2.2 node information

There’s one on the znodeSequence mark (sequential)。 If theSequence mark (sequential)Then zookeeper will use the counter to add a monotonically increasing value for znode, namely zxid. Zookeeper uses zxid to achieve strict sequential access control.

While storing data, each znode node maintains a data structure called stat, which stores all state information about the node. As follows:

In simple terms zookeeper In simple terms zookeeper

2.3 cluster role

Zookeeper cluster is a highly available cluster based on master-slave replication. Each server plays one of the following three roles.

  • Leader:It is responsible for initiating and maintaining heartbeat with follwers and observers. All write operations must be completed through the leader, and then the leader will broadcast the write operations to other servers. A zookeeper cluster will only have one actual leader at the same time.
  • Follower:It responds to the leader’s heartbeat. The follower can directly process and return the client’s read request, forward the write request to the leader for processing, and is responsible for voting the request when the leader processes the write request. A zookeeper cluster may have multiple followers at the same time.
  • Observer:The role is similar to follower, but has no voting rights.

2.4 ACL

Zookeeper uses ACL (access control lists) policy to control permissions.

Each znode is created with an ACL list to determine who can perform what action on it.

ACL relies on zookeeper’s client authentication mechanism. Zookeeper provides the following authentication methods:

  • digest:User name and password to identify the client
  • sasl:Identify clients through Kerberos
  • ip:Identify clients through IP

Zookeeper defines the following five permissions:

  • CREATE:Allow the creation of child nodes;
  • READ:It is allowed to obtain data from nodes and list their children;
  • WRITE:Data setting is allowed for nodes;
  • DELETE:It is allowed to delete child nodes;
  • ADMIN:Set permissions to allow nodes.

3、 How zookeeper works

3.1 read operation

The leader / follower / observer can directly process the read request, read the data from the local memory and return it to the client.

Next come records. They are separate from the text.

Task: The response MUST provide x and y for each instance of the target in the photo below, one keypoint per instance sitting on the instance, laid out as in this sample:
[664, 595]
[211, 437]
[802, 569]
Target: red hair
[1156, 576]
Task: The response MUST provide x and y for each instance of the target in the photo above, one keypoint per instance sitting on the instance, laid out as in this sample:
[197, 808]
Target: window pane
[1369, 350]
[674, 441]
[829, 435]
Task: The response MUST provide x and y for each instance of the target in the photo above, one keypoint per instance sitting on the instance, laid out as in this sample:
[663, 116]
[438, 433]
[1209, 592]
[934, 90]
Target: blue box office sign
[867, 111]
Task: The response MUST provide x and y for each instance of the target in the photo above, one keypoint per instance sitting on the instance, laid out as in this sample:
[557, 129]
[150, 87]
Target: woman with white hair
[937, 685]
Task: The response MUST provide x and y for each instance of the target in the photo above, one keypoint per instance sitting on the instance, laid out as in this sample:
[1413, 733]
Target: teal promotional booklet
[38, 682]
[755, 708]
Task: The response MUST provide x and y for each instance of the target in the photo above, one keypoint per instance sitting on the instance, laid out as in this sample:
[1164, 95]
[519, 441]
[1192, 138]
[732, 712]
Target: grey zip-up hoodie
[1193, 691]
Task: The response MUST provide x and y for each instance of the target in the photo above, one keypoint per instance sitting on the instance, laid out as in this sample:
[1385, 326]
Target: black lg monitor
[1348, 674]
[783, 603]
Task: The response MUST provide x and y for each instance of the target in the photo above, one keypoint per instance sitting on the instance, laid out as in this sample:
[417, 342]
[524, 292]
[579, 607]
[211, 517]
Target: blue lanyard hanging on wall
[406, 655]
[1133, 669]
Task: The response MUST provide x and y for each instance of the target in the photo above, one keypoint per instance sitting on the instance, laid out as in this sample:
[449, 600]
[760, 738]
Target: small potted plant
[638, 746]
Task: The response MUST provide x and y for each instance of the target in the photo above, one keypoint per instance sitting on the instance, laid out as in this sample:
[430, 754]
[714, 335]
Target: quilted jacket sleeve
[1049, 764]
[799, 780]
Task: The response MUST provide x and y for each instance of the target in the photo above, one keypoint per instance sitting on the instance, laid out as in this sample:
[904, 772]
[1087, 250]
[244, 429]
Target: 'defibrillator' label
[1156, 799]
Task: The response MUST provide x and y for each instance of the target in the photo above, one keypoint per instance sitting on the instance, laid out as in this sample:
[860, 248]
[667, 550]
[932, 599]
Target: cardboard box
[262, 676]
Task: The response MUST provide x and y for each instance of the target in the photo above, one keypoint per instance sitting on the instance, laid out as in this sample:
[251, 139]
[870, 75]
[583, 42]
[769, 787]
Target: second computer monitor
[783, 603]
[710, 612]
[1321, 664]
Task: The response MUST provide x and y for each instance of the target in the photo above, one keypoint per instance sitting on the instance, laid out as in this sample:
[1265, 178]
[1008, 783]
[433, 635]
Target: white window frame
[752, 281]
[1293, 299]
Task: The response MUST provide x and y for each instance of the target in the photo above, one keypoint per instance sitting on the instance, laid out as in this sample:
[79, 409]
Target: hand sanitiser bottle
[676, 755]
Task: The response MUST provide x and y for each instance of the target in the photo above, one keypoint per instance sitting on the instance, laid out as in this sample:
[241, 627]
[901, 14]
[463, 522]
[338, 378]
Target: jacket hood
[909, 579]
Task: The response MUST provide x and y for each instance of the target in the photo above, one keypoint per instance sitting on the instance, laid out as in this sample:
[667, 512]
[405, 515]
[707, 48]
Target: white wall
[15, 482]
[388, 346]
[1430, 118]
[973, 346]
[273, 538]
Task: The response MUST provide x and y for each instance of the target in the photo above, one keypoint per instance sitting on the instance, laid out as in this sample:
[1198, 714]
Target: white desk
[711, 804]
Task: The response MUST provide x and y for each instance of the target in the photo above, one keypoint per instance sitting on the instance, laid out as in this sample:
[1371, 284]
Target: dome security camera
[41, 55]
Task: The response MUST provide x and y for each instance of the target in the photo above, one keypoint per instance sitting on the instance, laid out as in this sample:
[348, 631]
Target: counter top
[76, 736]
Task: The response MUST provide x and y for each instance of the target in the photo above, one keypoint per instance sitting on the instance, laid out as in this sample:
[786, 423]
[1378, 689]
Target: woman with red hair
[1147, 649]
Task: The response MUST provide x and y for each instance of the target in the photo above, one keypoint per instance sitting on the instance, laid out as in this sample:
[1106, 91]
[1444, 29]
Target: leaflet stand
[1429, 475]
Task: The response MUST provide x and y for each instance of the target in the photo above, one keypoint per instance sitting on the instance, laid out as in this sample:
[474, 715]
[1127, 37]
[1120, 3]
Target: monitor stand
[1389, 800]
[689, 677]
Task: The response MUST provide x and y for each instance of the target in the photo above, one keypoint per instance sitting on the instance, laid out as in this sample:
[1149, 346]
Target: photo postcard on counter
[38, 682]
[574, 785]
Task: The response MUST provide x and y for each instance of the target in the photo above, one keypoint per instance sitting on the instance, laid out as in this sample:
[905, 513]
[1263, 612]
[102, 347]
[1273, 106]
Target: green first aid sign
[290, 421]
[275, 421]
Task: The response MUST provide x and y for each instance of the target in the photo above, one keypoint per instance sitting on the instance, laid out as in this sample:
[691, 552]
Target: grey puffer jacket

Because there is no interaction between servers to process read requests,The more followers / observers there are, the greater the read request throughput of the whole systemThat is, the better the read performance.

In simple terms zookeeper In simple terms zookeeper

3.2 write operation

All write requests are actually handled by the leader. The leader sends the write request to all the followers in the form of transaction and waits for the ACK. Once more than half of the followers’ acks are received, the write operation is considered successful.

3.2.1 write leader

In simple terms zookeeper In simple terms zookeeper

As can be seen from the above figure, writing through leader is mainly divided into five steps:

  1. The client initiates a write request to the leader.
  2. The leader sends the write request to all followers in the form of a transactional proposal and waits for an ACK.
  3. The follower returns ack after receiving the leader’s transaction proposal.
  4. The leader gets more than half of the ACK (the leader has one ack by default) and sends a commit to all the followers and observers.
  5. The leader returns the processing results to the client.

be careful

  • The leader does not need to get the ack of the observer, that is, the observer has no voting right.
  • The leader doesn’t need to get all the acks of the follower, but only needs to receive more than half of the acks. At the same time, the leader has an ACK for itself. In the figure above, there are four followers, and only two of them need to return ACK, because $$(2 + 1) / (4 + 1) > 1 / 2 $$.
  • Although the observer has no voting rights, it still needs to synchronize the data of the leader so that it can return as new data as possible when processing the read request.

3.2.2 write follower / observerIn simple terms zookeeper

In simple terms zookeeper

The follower / observer can accept the write request, but it can’t process it directly. Instead, it needs to forward the write request to the leader for processing.

In addition to one more step of request forwarding, other processes are no different from writing leader directly.

3.3 business

Zookeeper has strict access control for each client.

In order to ensure the sequence consistency of transactions, zookeeper uses the incremental transaction ID number (zxid) to identify transactions.

The leader service will allocate a separate queue for each follower server, then put the transaction proposal into the queue in turn, and send messages according to FIFO (first in first out) policy.After receiving a successful response to the disk, the reply will be written to the leader in the form of a follow transaction.When the leader receives the ACK response from more than half of the followers, it will broadcast a commit message to all the followers to inform them to commit the transaction,After that, the leader itself will commit the transaction. Each follower completes the transaction commit after receiving the commit message.

All proposals are presented with zxid. Zxid is a 64 bit number, and its top 32 bits are epoch, which is used to identify whether the leader relationship has changed. Every time a leader is selected, it will have a new epoch, which indicates the current ruling period of that leader. The lower 32 bits are used to increment the count.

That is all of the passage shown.